Die Frage ist nun, ob die mäßig überhöhte Geschwindigkeit, in Verbindung mit dem fehlenden Horn (mit) unfallursächlich war (Kausalität). Also stellen wir uns erst Mal die Frage, ob der Fahrer des Einsatzfahrzeuges eine Objektive Pflichtwidrigkeit begangen hat:
Hat er einen Geschwindigkeitsverstoß nach § 3 StVO begangen?
--> Nein, ein offensichtlich mäßiger Geschwindigkeitsverstoß ist durch § 35 StVO gedeckt
Hätte er warnen sollen?
--> ja, gem. RN 1 zu § 35 StVO
Ok, dann haben wir eine objektive Pflichtwidrigkeit. Jetzt stellen wir uns die Frage, ob diese Pflichtwidrigkeit auch Kausal für den Unfall war:
Wäre der Unfall passiert, wenn das Fahrzeug mit Horn gefahren wäre?
--> Wahrscheinlich nein, weil der andere Fahrzeugführer dann entweder gleich erkannt hätte, dass das Fahrzeug auf Einsatzfahrt ist oder aufgrund des Martinshorns kurz gewartet hätte und sich orientiert hätte und dann erkannt hätte, dass das Fahrzeug auf Einsatzfahrt und damit schneller ist.
Die restlichen Fragen der Fahrlässigkeitsprüfung sind einfach:
Vorhersehbarkeit?
--> Wenn ich schneller bin als normal und kein Horn benutze muss jeder, vor allem aber der geschulte Einsatzfahrer damit rechnen, dass er übersehen wird
Vermeidbarkeit?
--> richtig einfach: einfach Horn an oder langsamer fahren
Damit haben wir die 5 Punkte der Fahrlässigkeitsprüfung durch!
Du hast jetzt gesagt, dass bei einem Unfall mit Personenschaden immer ein Verfahren eingeleitet wird. Ich geb Dir jetzt mal ein Beispiel, das ich in so ähnlicher Form bereits mehrfach hatte, in dem das Horn bereits vor Ort den Fahrer entlastet.
Nehmen wir die von mir oben geschilderte Situation. In den ersten Zeugenbefragungen vor Ort ergibt sich folgendes Bild:
- der Pkw Fahrer, der hinter B gewartet hat gibt an, dass er bereits mehrere Sekunden vor dem Unfall das Horn gehört hat.
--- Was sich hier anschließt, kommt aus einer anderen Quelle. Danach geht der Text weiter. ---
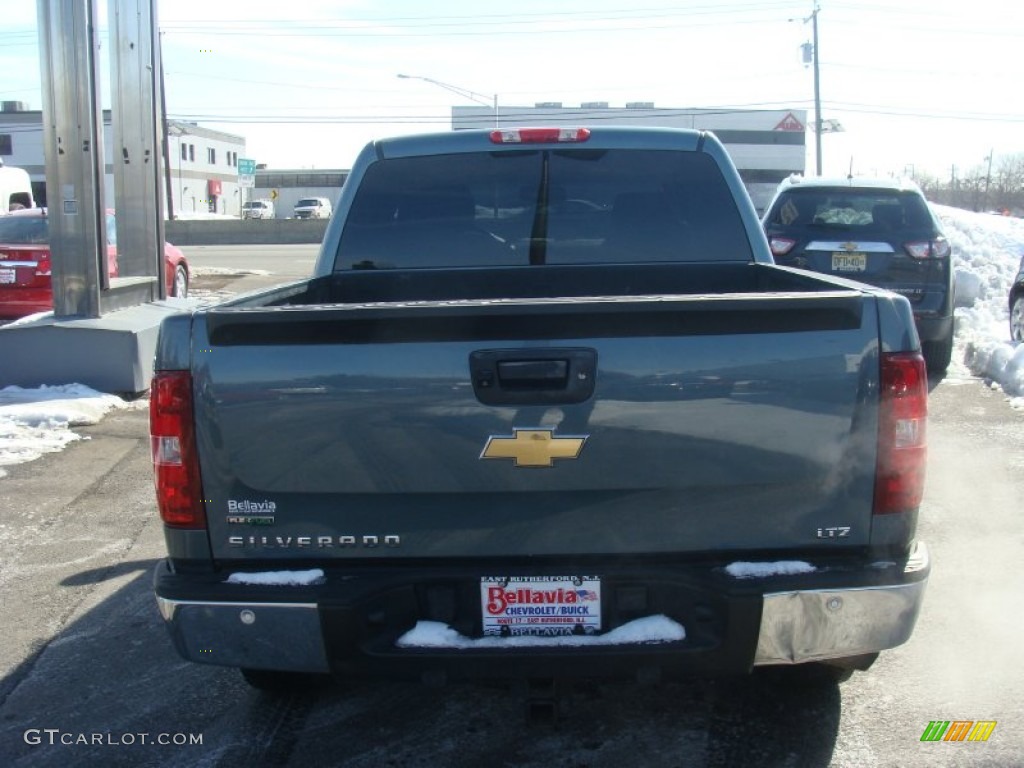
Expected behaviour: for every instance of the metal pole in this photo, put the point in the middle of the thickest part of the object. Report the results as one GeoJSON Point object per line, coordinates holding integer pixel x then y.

- der Pkw Fahrer, der hinter dem Feuerwehrfahrzeug gefahren ist bestätigt halbwegs die gefahrene Geschwindigkeit (oder ich kann sie aufgrund der bbH des alten TLFs, die eh nur bei 70 liegt nachweisen...)
Bei einem tödlichen VU wird immer noch ein Verfahren gegen den Sonderrechtsfahrer eingeleitet, weil es ihm in dem Todesermittlungsverfahren ja auch mehr Rechte gibt, wenn er als Beschuldigter geführt wird. Bei einer einfachen fahrlässigen KV wird jetzt schon gar kein Verfahren mehr eingeleitet. Die Vorfahrt gilt auch bei verkehrswidrigem Verhalten es Vorfahrtsberechtigten. In dem Fall hat sich der Sonderrechtsfahrer ja nicht mal verkehrswidrig verhalten, B konnte ihn sehen, das Horn war nachweisbar wahrnehmbar, er hätte erkennen können, dass das Fahrzeug auch schneller als für einen Lkw typisch heran kommt. Da kann er im Dreieck springen und behaupten das Feuerwehrauto ist schuld, weil es zu schnell war. Hier wird vor Ort mit großer Wahrscheinlichkeit bereits die Weiche gestellt und kein Verfahren gegen den Fahrzeugführer des Feuerwehrfahrzeuges eingeleitet.
Weil Du oben ein Beispiel mit Ampelregelung gebracht hast:
Lass an der Ampel einen grünen Blechpfeil sein, dann geht genau die Situation auch bei Grünlicht für das Feuerwerfahrzeug und Rotlicht für B.
Also Ja, auch bei eigentlicher Vorfahrt kann das Horn sehr wohl entlastend sein. Auch wenn ich gar nicht schneller gefahren bin als erlaubt. Das Problem kann hier (hatte ich auch in der Praxis schon mal) sein, dass aufgrund fehlender Bremsspuren die Geschwindigkeit nicht nachweisbar ist und der Gutachter einen Korridor von rund 20 km/h angibt. Hier kann es (zumindest im Zivilverfahren, im Strafverfahren ist das ja Gott sei Dank ausgeschlossen) sein, dass die erhöhte Geschwindigkeit aufgrund der Sonderrechtsfahrt einfach angenommen wird (Anscheinsbeweis).
Wie bereits in einem anderen Beitrag erwähnt:
Mir ging es primär darum Belege dafür zu bringen, dass das Martinshorn sehr wohl eine Warnfunktion hat. Diese Warnfunktion wurde dem Horn von anderen Diskussionsteilnehmern vollständig abgesprochen. Das kann man so nicht stehen lassen. Dass es nicht das einzige Regulativ ist, ist mir völlig klar.
Schönen Gruß und schönes Wochenende!